For the mural I knew I wanted to include cartoons of various aspect of youth health, such as physical activity, substance use, reproductive organs, mental health, birth control, STIs, etc., but the ideas I had didn’t really mesh together. Thus how I came up with the design to put all the aspects of health in a honeycomb layout. Using the hexagons would allow each image to have its own story to tell but at the same time bringing it together like pieces to an adolescent health puzzle. However there is a missing piece to this puzzle. In the center of the second wall, there is a blank hexagon where I was one day away from painting the nutrition portion of the mural.

Aside from the cartoons, the mural was to also include equal parts inspiring quotes and affirmation statements, which sadly I also didn’t get to. For every hexagon with a color background, there were going to be statements such as “You are kind, you are smart, you are important” and “You matter and what you do in this world matters.” Similar to other parts of the world, youth are struggling with their mental health. These sayings were going to be a gentle reminder to the youth in my community that they are not alone and that they are loved.

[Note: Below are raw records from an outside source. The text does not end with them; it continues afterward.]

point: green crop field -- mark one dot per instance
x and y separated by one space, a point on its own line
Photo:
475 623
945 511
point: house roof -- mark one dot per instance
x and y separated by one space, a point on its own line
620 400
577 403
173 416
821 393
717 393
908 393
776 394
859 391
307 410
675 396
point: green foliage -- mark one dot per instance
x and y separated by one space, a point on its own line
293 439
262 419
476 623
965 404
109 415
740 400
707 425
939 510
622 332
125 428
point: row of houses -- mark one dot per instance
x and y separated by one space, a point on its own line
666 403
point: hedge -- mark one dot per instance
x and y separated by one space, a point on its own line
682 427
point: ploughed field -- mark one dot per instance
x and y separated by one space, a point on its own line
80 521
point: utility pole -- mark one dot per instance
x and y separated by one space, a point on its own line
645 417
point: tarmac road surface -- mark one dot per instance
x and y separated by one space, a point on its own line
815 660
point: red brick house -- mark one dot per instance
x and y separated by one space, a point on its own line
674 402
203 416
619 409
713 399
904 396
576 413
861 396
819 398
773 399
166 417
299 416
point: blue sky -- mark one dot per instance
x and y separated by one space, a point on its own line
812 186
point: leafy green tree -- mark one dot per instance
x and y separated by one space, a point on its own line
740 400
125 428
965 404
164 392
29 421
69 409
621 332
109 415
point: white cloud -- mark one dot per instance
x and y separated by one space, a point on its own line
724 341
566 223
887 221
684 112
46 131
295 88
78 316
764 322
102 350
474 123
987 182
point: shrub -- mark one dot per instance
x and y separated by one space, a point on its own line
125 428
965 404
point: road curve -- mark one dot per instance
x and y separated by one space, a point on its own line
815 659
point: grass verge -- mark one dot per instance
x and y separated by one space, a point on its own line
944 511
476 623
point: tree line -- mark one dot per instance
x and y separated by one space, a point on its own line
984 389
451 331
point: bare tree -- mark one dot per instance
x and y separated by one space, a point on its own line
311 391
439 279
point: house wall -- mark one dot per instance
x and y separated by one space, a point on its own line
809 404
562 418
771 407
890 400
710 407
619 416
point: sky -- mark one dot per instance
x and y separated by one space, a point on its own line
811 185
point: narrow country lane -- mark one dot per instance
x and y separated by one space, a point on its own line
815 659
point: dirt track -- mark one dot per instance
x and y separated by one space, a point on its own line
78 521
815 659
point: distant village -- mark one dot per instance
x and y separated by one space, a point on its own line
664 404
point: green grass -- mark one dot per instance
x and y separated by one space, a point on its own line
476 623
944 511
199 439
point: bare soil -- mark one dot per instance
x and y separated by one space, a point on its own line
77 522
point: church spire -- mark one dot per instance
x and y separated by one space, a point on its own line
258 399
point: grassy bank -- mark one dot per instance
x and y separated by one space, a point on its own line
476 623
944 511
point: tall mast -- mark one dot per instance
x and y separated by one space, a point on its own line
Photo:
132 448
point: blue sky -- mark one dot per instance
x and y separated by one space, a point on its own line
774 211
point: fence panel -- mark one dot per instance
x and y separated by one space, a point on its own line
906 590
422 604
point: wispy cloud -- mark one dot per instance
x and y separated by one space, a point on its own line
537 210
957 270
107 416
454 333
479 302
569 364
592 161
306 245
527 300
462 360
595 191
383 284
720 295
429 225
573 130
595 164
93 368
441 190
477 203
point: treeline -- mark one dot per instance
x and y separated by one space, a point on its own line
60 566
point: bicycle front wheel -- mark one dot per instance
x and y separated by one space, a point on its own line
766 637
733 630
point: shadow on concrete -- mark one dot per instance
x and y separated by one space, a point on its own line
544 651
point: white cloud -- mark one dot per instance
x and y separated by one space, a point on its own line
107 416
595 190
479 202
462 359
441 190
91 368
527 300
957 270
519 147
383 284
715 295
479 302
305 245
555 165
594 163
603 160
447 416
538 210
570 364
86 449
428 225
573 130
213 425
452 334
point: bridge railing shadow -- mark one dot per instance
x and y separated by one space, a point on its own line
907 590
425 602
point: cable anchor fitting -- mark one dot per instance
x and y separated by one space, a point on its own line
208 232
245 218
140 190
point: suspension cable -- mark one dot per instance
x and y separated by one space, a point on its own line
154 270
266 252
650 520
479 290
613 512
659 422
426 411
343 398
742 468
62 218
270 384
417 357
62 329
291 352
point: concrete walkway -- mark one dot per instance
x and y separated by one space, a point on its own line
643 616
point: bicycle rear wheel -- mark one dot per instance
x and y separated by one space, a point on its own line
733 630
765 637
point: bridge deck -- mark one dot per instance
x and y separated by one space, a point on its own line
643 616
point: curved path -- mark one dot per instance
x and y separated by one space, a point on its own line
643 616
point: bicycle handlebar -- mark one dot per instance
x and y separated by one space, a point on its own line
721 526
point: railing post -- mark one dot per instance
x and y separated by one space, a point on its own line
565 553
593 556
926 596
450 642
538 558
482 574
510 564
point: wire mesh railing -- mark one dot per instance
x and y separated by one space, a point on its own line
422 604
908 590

Other than the affirmation statements, the only things left to be done were to give the hexagon boarders, write “World AIDS Day December 1” with the red ribbon hexagon, clean up any mistakes, and write my name and those who helped me paint under the Peace Corps logo.

I’m sad I had to leave the mural unfinished but I am confident that in my absence my health center can still carry out our project. The youth in my community deserve the best and that include the best health services too. I truly miss my students and community, but I hope our paths cross again some day!